Pesto sauce Italian way is actually a recipe from the northern city of Genoa, in the Liguria region famous for the Cinque Terre. It is now known and appreciated world wide.
It only takes 10 minutes to prepare a good pesto... once you have the right ingredients.
Basil is the fundamental ingredient. It should be the variety from Liguria, which is smaller, with oval and convex leaves, light green, with a more delicate perfume than the usual basil and without the fragrance typical of mint.
Pinoli - pine nuts from domestic pine trees so typical of Italy and the Mediterranean coast. They differ from the Chinese and Pakistani ones for the ivory white and uniform colour. Their flavour is reminiscent of the resinous aromas of pine. In Italy food product monitoring is very strict.

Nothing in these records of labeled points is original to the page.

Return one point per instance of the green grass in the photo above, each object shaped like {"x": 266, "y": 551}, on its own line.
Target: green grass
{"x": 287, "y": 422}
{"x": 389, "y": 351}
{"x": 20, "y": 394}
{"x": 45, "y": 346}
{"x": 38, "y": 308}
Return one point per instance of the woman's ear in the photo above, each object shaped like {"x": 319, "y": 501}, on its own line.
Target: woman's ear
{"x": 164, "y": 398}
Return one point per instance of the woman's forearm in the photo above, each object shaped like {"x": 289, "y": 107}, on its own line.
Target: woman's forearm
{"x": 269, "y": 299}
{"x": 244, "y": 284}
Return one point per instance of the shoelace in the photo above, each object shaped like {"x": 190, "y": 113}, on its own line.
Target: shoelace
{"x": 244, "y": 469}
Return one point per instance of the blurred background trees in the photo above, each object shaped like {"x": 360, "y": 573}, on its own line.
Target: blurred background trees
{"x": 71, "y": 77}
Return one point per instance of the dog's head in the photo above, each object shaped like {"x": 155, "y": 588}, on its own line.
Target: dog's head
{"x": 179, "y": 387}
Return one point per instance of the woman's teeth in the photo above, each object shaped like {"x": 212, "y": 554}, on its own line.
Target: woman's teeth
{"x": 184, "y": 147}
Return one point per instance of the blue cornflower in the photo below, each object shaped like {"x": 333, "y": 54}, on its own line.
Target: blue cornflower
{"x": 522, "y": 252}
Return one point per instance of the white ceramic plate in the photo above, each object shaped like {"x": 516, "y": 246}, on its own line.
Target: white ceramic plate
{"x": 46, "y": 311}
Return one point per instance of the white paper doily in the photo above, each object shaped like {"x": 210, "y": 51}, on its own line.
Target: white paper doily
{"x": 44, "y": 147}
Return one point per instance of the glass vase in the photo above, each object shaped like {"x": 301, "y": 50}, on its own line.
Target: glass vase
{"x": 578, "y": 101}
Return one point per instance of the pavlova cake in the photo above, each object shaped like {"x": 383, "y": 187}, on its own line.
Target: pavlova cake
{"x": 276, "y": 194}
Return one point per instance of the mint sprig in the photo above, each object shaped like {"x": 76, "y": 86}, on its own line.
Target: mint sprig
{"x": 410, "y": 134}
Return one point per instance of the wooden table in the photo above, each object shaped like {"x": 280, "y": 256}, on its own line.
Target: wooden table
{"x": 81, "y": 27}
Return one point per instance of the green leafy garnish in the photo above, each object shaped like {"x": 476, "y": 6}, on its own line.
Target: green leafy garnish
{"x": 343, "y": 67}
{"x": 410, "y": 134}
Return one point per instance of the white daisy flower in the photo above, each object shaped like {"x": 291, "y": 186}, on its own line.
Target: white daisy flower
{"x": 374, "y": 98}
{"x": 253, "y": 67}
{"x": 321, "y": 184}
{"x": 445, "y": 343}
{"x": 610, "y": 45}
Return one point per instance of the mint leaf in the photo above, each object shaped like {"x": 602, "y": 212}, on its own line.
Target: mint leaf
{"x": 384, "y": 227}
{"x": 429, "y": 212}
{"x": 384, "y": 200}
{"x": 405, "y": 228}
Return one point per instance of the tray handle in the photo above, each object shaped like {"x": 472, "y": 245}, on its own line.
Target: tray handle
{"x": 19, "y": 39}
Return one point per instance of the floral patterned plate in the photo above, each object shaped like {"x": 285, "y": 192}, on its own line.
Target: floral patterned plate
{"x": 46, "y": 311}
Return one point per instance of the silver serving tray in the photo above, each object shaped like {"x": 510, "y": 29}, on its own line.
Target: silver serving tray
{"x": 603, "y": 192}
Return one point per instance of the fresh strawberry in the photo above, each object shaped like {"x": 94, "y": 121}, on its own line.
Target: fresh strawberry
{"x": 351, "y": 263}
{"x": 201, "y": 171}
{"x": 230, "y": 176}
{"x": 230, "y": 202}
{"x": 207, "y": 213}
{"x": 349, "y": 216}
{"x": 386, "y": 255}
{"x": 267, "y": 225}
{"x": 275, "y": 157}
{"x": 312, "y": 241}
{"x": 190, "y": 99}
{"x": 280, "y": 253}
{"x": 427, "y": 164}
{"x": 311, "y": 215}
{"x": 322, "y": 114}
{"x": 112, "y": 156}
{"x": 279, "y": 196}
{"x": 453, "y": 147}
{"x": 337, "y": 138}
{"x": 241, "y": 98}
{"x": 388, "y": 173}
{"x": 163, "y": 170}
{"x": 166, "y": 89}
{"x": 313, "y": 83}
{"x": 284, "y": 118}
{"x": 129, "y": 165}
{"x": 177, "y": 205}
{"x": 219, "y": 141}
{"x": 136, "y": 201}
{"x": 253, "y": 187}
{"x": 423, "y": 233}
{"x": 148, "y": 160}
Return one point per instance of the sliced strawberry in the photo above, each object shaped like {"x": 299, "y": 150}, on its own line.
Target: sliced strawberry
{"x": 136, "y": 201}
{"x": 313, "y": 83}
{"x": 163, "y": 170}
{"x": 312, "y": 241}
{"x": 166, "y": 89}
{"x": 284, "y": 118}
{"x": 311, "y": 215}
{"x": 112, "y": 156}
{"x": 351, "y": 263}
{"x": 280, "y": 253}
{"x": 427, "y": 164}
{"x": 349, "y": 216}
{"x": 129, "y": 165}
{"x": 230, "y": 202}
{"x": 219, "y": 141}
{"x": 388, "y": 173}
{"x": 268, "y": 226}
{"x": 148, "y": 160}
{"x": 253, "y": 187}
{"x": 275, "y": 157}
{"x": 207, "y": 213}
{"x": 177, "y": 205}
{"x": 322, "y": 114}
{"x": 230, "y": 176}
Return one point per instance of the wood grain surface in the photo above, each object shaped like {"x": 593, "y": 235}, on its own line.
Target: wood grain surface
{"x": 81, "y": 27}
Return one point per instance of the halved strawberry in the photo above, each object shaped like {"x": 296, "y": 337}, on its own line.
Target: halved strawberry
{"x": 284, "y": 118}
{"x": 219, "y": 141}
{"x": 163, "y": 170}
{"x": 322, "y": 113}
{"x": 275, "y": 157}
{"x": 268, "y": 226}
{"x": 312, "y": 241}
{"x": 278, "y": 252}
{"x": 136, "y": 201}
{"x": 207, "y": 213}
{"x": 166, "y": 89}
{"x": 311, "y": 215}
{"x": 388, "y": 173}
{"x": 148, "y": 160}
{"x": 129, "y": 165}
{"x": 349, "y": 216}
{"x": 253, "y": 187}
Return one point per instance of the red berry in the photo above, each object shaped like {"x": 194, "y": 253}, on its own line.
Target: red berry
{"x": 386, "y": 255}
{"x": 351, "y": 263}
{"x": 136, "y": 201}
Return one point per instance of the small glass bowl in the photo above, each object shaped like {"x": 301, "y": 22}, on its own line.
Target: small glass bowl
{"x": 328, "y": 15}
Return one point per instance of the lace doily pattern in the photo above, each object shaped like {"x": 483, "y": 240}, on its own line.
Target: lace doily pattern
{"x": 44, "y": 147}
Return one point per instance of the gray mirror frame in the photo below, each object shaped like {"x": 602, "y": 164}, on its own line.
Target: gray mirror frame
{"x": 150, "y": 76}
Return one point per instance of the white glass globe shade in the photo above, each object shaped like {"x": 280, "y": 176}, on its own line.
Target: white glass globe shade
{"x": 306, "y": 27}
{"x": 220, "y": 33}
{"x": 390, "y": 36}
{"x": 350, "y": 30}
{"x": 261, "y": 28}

INGREDIENTS FOR 5 PERSONS:
50 gr of Ligurian basil leaves
20 gr of pine nuts
2-3 grains of coarse salt
a small garlic clove
1 deciliter of olive oil (not of the freshly pressed one)
1 ice cube
HOW TO PREPARE PESTO SAUCE AT HOME
Put in a tall bowl and mix. Then add 70 gr. parmesan cheese and 30 gr. grated hard pecorino cheese. Mix again: Your pesto sauce is ready.
The pasta that is best eaten with a pesto sauce should be flat and long; TAGLIERINI is the best, especially if they are home made.